CCE of St. Lawrence County began project in 2009 aiming to demonstrate on-site grass pellet production. It was funded mostly by NYSERDA. Several species of grass (including switchgrass, reed canarygrass, timothy, and orchardgrass), in addition to crop byproducts such as soy bean and corn stover, are being grown at the CCE Learning Farm in Canton, NY and being harvested in large round bales. The hay is first reduced in size by a New Holland Model 777 field chopper, then chopped in a hammer mill, fed into an extruder (Pellet Pros Model 650 with a 15 HP self-contained diesel engine), and used for testing and field demonstration in a 200,000 BTU Superior Biomass corn and pellet-burning warm air furnace and a Harmon PC 45 corn parlor-type stove. Both pieces of equipment will be in a publicly accessible building at the Learning Farm. Only commercially available equipment will be used at every stage.
Hay will initially have about a 20% moisture content, which will be reduced to about 12%, simply by the heat created by friction in the pressing process. According to the report by Brent Buchanan, Agriculture Issue Leader at CCE St. Lawrence County (p: 315-379-9192 x 231, e: email@example.com), stoves designed for corn work better for grass than those designed for wood. He also reports that research by Dr. Jerry Cherney has concluded that some modification to feeding and/or ash removal mechanisms is necessary, or else grass pellets may be mixed with the unit's intended type of pellets for proper functioning. Observation and data collection will help CCE (assisted by SUNY Canton) determine what modifications would be necessary to burn grass pellets in commercially available appliances, as no grass-burning stoves are known to be available in North America. Testing is to include particulates in the exhaust, combustion temperatures, exhaust temperatures, and general combustion efficiencies.
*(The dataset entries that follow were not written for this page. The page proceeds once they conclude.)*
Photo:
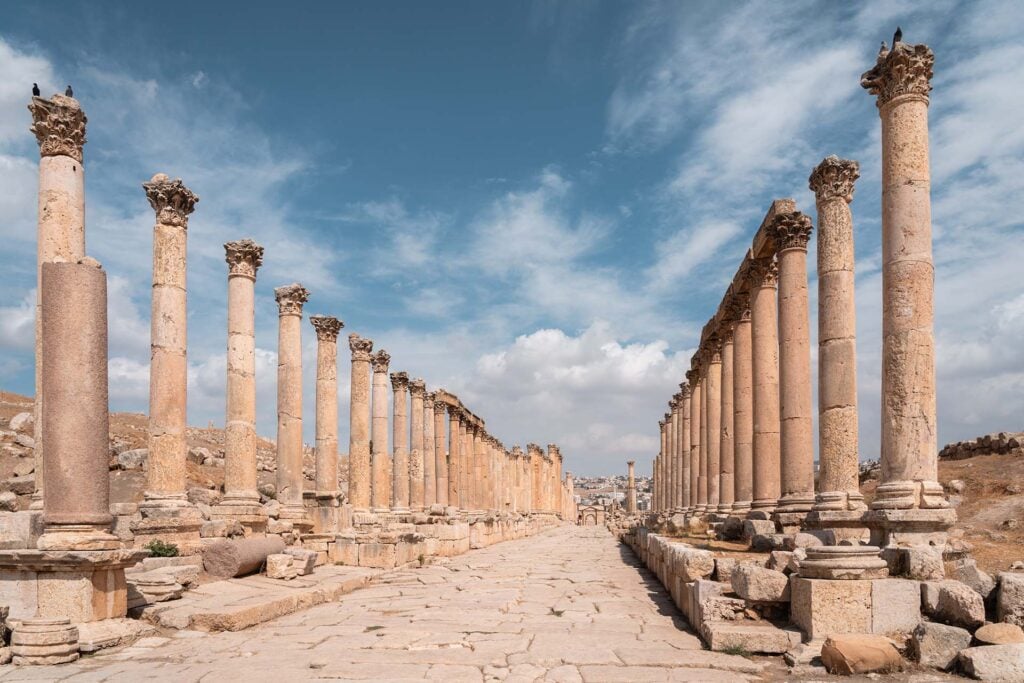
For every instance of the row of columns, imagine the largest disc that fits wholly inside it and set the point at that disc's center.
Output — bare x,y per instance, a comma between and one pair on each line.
744,414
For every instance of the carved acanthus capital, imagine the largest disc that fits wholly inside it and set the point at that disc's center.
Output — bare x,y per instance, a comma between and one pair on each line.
764,272
792,230
290,299
170,199
327,327
399,381
380,360
361,348
244,258
59,126
834,177
904,70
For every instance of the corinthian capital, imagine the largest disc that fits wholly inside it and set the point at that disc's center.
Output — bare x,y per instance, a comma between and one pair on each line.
792,230
905,70
290,299
170,199
327,327
244,258
59,126
834,177
380,360
361,348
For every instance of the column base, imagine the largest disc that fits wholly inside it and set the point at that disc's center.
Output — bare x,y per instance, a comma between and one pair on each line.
903,495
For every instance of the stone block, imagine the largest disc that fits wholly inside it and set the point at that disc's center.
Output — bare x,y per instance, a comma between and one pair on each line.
937,645
895,605
821,607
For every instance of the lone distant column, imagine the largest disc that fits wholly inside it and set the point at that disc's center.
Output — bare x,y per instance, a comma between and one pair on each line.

Buchanan reports that grass feedstock for pellet production can be purchased for about $60 per ton. Grass pellets produce 8,000 BTU per pound, compared to 8,700 BTU per pound of wood pellets. Corn, though cheaper than wood pellets ($167 a ton as compared to $220-239 a ton), produces only about 7,000 BTU per pound-12.5% less heat per pound than grass pellets.
In April 2009 a Harmon PC Corn/Pellet Stove was purchased, delivered, installed, and placed in service at the Canton facility. It has been used to burn corn, wood pellets, grass and grass-mix pellets (both from their own pelleting operation and commercial sources). Additionally, a Superior Biomass Double Burner 200,000 BTU warn air pellet furnace was purchased, and has been installed in CCE's Martin Farm Classroom facility in Canton. It includes a 16 foot stainless steel multiwalled insulated chimney pipe, and was modified at the factory to accommodate grass pellet combustion.
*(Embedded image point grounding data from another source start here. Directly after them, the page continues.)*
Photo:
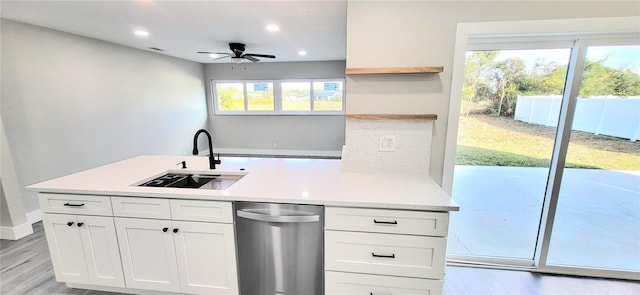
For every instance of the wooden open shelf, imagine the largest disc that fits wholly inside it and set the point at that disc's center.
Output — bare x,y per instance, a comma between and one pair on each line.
392,116
401,70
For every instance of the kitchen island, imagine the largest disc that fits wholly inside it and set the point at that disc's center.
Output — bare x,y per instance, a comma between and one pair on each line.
179,240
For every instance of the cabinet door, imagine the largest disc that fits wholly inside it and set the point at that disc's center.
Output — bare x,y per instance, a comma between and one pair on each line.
65,247
343,283
148,254
100,246
206,257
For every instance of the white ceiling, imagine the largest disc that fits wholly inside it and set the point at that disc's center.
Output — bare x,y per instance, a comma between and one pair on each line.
181,28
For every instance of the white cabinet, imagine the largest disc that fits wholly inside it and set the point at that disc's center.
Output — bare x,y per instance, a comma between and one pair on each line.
84,249
371,251
148,254
343,283
174,255
206,256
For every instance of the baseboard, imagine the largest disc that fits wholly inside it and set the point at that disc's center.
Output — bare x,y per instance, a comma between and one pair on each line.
16,232
270,152
34,216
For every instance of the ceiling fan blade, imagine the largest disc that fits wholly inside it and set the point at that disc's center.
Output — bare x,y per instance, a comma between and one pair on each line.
260,55
251,58
218,53
221,57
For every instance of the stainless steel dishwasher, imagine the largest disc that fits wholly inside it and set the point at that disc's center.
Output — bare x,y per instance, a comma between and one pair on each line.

A PelletPros Model PP650-D portable pellet mill was purchased and mounted to a utility trailer they had modified with equipment anchors, pellet drying screen racks, and tool holders. The mill is advertised to be able to produce 250-650 pounds of pellets per hour. A used hammermill was also purchased and modified to be powered by a modern tractor, in addition to modifications that permit it to produce ¼ inch diameter pellets. The hammermill can be attached to the trailer as well, for increased portability. Tools have been assembled specifically to maintain and repair the four pieces of equipment.
The equipment has been used to make 100% grass pellets (from reed canarygrass, switchgrass, timothy, and mixed grasses), as well as pellets containing corn starch, commercial pellet binder, vegetable oil, dried distiller grains, waxy cardboard, and shredded office paper.